Герби неприязненно посмотрел на Ищенко и ушел в комнату — там взволнованно заходил взад-вперед, он просто дико завидовал вот этому мужику. Варя давно сказала ему, что она не одна попала сюда. Он будет жить рядом с Варьюшей, встречаться, смеяться, пить вино на праздники, а Герби всего этого не увидит, не сможет обнять свою, так необходимую ему, Варью. На самом деле чья-то жестокая шутка… Судьбами людей так закрутить, но с другой стороны — не случись этого, он никогда бы не узнал свою либен руссишфрау. Он, всегда считавший себя уравновешенным и редко проявлявший эмоции, теперь как сопливый пацан, оглушительно, с треском влюбился в женщину, в два раза старше его, и молил Бога, или кого-то там ещё, кто закинул в его время и жизнь Варью, чтобы дали ему хоть ещё немного времени-побыть рядом с ней.

Варя незаметно сунула Николаичу банку рыбных консервов, он поблагодарил, кивнул головой на комнату и показал Варе большой палец. Увидел же он, как нежно глянул на Варюху этот надменный немец. И как яростно сверкнул глазами на него, Ищенко, явно ревнуя.

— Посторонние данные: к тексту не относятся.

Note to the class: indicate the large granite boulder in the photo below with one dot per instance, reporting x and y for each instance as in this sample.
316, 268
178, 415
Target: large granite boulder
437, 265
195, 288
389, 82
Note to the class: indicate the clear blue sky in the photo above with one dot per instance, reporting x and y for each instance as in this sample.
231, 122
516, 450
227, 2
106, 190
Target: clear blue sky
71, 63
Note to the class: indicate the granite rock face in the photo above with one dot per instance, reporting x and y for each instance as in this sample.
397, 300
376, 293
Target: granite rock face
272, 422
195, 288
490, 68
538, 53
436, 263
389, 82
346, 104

А гроссаналитик сказал вечером Варе:

— Я долго не понимайт, что есть в тебе другой, не такой, как все русски.

— Етцт, сичас знайт — ваша взгляд, вы не есть бояться смотреть, люди другой эпоха — равноправный взгляд.

— Что, так заметно? — испугалась Варя.

— Найн, это есть заметно специалист!

Герби рассказал, что Варя и зацепила-то его сначала взглядом, и он долго ломал голову, вас в дизе фрау не так, а когда понял, решил разобраться дальше.

— И что, пожалел?

— Не надо загте глюпост, их либе дих, как по русску, отшень-отшень, ты есть майн жизн.

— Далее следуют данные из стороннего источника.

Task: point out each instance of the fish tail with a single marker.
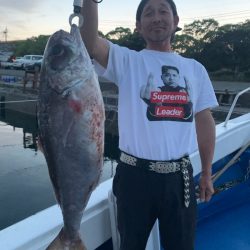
(61, 243)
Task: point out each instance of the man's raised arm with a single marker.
(98, 48)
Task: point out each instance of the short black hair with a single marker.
(165, 68)
(144, 2)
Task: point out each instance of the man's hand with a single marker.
(206, 187)
(148, 88)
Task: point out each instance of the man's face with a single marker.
(171, 78)
(157, 22)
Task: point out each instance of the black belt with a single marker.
(162, 167)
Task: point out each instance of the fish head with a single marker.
(65, 60)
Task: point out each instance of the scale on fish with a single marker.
(71, 129)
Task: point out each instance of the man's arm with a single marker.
(205, 129)
(97, 47)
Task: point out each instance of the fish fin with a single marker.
(61, 243)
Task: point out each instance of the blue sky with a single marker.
(27, 18)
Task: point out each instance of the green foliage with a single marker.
(224, 50)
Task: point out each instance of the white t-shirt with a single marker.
(161, 127)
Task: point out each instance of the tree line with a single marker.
(223, 50)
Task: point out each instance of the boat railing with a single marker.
(233, 105)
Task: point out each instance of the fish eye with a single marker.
(58, 50)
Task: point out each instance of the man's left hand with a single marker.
(206, 187)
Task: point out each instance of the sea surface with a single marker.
(25, 187)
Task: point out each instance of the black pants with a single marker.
(144, 196)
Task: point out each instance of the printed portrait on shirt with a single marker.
(171, 101)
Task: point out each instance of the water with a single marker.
(25, 187)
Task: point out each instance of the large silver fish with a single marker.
(71, 129)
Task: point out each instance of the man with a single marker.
(168, 102)
(154, 176)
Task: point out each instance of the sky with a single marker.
(30, 18)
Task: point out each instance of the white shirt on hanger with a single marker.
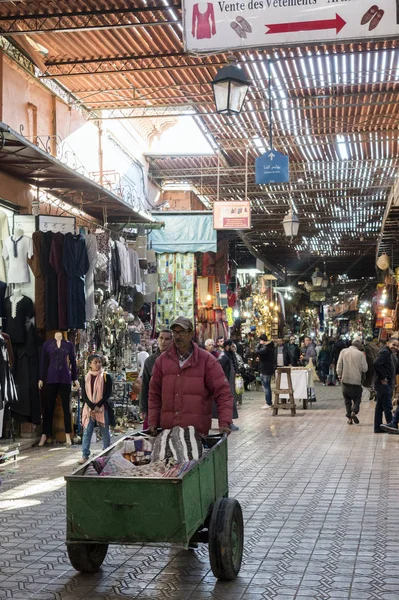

— И ты, сухарик мой — моя жизнь, я не знаю, что впереди, но поверь, сколько мне отпущено — столько и буду тебя любить и вспоминать каждый день. Знаешь, я замуж выходила по-любви, жили с мужем неплохо, искренне горевала, когда он умер, но то, что я испытываю к тебе… даже четверти нет, что было тогда. Герушка, у нас с тобой действительно — единение душ, встреться мы в мирное время, даже если бы и потянулись друг к другу, половины бы не было, а здесь, сейчас, зная, что каждый день может быть последним, мы с тобой до донышка открылись, а такое, поверь мне, бывает не часто.

Зо, аллес зо! Так, все так! — Обнимая её, подтвердил Герби.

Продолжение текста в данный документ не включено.